The margins by which either President Barack Obama or Republican challenger Mitt Romney carried the state’s 36 districts in the 2012 election was greater than 15 percentage points in 35 of them, according to calculations by the Texas Legislative Council in Austin. Romney won 24 of those districts, by margins ranging from 16 to 62 points; Obama won the other 11 by spreads of 16 to 60 points. Overall, Romney carried Texas by 16 points, 57 percent to 41 percent.
The division of Texas into strongly Democratic and strongly Republican districts owes partly to demographics and where people choose to live.
Democrats do well in urban areas that often include blacks and Hispanics, as well as in areas of south Texas near Mexico that are Hispanic-majority. Republicans dominate in most suburbs, exurbs and rural areas.
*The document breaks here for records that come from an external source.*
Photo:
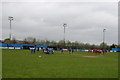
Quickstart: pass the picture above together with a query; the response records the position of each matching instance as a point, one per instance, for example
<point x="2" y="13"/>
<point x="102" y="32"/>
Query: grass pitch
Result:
<point x="23" y="64"/>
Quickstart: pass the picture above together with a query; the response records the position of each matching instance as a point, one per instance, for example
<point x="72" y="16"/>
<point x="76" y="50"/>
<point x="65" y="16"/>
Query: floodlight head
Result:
<point x="64" y="24"/>
<point x="10" y="18"/>
<point x="104" y="30"/>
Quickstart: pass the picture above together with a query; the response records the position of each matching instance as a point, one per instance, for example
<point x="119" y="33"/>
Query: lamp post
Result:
<point x="10" y="18"/>
<point x="64" y="25"/>
<point x="104" y="38"/>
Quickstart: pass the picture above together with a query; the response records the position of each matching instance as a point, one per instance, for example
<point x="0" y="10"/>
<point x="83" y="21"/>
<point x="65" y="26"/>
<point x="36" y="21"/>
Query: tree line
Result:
<point x="61" y="43"/>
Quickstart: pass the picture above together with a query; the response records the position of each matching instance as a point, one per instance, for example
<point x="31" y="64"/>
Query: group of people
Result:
<point x="44" y="50"/>
<point x="47" y="51"/>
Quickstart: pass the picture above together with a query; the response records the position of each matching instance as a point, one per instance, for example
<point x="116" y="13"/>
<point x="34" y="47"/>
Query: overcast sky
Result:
<point x="44" y="21"/>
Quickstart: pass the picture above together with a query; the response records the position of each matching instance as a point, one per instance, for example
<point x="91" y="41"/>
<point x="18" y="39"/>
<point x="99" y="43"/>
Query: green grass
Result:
<point x="23" y="64"/>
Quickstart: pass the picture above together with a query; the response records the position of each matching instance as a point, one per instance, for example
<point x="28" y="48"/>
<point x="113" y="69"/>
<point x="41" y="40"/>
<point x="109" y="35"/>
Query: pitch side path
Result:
<point x="23" y="64"/>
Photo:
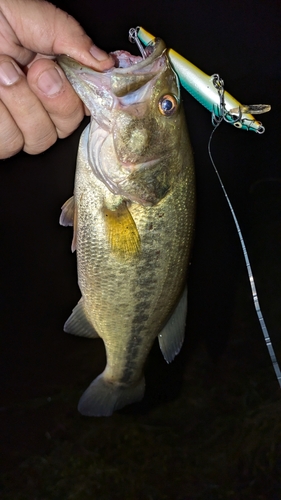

Romney won 80 percent in Representative Mac Thornberry’s 13th District in northern Texas, almost certainly his best showing among the 435 districts nationwide.
The only Texas district that was remotely competitive was the 23rd, a Hispanic-majority area hugging the Rio Grande River as it spans from San Antonio to El Paso. Romney carried it by three points, 51 percent to 48 percent, and winning Republican Senate candidate Ted Cruz won it by more than six points, even as in the House race Democrat Pete Gallego unseated one-term Republican Representative Francisco “Quico” Canseco.
Gallego’s win made the district the only one in Texas where voters elected a House member of one party while supporting a presidential nominee of the opposite party. A generation ago, Texas voters routinely elected Democrats to Congress while voting Republican for president.
The 2012 Texas congressional map was an interim document drawn by a federal court after redistricting by the Republican-controlled legislature was put on hold by a federal court in Washington in November 2011 over concerns the map abridged minority voting rights.